Nitric oxide modulation in neuroinflammation and the role of mesenchymal stem cells

Abstract

Nitric oxide is a versatile mediator formed by enzymes called nitric oxide synthases. It has numerous homeostatic functions and important roles in inflammation. Within the inflamed brain, microglia and astrocytes produce large amounts of nitric oxide during inflammation. Excessive nitric oxide causes neuronal toxicity and death and mesenchymal stem cells can be used as an approach to limit the neuronal damage caused by neuroinflammation. Mesenchymal stem cell therapy ameliorates inflammation and neuronal damage in disease models of Alzheimer's disease, Parkinson's disease, and other neuroinflammatory disorders. Interestingly, we have reported that in vitro, mesenchymal stem cells themselves contribute to a rise in nitric oxide levels through microglial cues. This may be an undesirable effect and highlights a possible need to explore acellular approaches for mesenchymal stem cell therapy in the central nervous system.

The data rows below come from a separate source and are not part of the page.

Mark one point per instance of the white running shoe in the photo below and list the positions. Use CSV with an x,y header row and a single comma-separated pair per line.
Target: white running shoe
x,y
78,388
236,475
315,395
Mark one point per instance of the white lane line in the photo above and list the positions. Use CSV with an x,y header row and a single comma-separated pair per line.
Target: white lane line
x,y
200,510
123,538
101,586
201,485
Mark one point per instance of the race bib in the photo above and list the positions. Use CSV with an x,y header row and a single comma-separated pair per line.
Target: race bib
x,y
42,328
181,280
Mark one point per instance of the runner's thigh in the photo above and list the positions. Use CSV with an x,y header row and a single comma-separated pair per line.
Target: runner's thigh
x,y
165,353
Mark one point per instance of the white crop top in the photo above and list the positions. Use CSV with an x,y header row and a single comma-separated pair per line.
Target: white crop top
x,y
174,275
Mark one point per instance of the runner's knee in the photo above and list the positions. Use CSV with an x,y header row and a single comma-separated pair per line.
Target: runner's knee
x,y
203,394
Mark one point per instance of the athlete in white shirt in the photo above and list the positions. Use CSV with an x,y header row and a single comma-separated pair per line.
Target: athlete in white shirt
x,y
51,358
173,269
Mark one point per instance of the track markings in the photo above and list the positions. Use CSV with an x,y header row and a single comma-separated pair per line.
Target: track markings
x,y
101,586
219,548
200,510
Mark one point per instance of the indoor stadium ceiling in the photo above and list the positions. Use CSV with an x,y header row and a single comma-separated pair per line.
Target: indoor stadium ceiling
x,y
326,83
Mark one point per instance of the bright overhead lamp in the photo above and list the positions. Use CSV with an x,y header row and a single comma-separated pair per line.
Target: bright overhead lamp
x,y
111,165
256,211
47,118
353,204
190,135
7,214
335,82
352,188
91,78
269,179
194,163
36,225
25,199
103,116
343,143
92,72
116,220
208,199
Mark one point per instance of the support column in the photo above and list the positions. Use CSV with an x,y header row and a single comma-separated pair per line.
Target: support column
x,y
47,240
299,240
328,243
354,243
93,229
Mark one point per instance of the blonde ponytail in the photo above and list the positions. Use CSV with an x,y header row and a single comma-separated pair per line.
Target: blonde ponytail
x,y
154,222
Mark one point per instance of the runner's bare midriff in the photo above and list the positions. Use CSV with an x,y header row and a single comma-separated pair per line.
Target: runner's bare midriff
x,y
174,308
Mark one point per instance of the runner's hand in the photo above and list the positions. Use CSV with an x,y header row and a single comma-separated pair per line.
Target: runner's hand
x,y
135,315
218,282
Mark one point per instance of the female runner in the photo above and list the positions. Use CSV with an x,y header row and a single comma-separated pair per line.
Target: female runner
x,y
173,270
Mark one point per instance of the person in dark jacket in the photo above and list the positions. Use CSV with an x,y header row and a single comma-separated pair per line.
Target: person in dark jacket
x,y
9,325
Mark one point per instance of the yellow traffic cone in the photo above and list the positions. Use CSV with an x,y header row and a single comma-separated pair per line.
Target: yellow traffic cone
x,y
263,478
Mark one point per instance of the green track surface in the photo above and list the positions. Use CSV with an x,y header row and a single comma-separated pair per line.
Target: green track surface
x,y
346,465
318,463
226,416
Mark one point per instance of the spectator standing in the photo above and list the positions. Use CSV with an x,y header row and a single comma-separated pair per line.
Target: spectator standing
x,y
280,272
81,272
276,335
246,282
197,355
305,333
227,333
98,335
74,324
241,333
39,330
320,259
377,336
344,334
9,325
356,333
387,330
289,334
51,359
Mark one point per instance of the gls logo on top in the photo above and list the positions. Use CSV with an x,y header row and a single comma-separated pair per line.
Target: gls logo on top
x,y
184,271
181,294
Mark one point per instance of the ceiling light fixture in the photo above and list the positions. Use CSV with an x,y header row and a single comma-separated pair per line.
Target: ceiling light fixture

Keywords: Nitric oxide; mesenchymal stem cells; microglia; neurodegenerative diseases; neuroinflammation.

Figure 1.

A graphical summary of the review. (1) In response to homeostatic changes in the brain, microglia are activated to express iNOS. NO is formed when iNOS converts L-arginine to L-citrulline. High levels of NO produced during inflammation increases neurotoxicity, causing neuronal damage. (2) MSCs also produce NO in the inflammatory milieu. Although MSCs are immunosuppressive and downregulate inflammation in the brain, their NO production may contribute to neurotoxicity. (3) Using acellular components from MSCs, can the immunosuppressive properties of MSCs be isolated from their NO production to confer neuroprotection via inhibition of glial iNOS? L-Arg: L-arginine; L-Cit: L-citrulline; NO: nitric oxide; iNOS: inducible nitric oxide synthase. (Graphics created with BioRender.com A color version of this figure is available in the online journal.)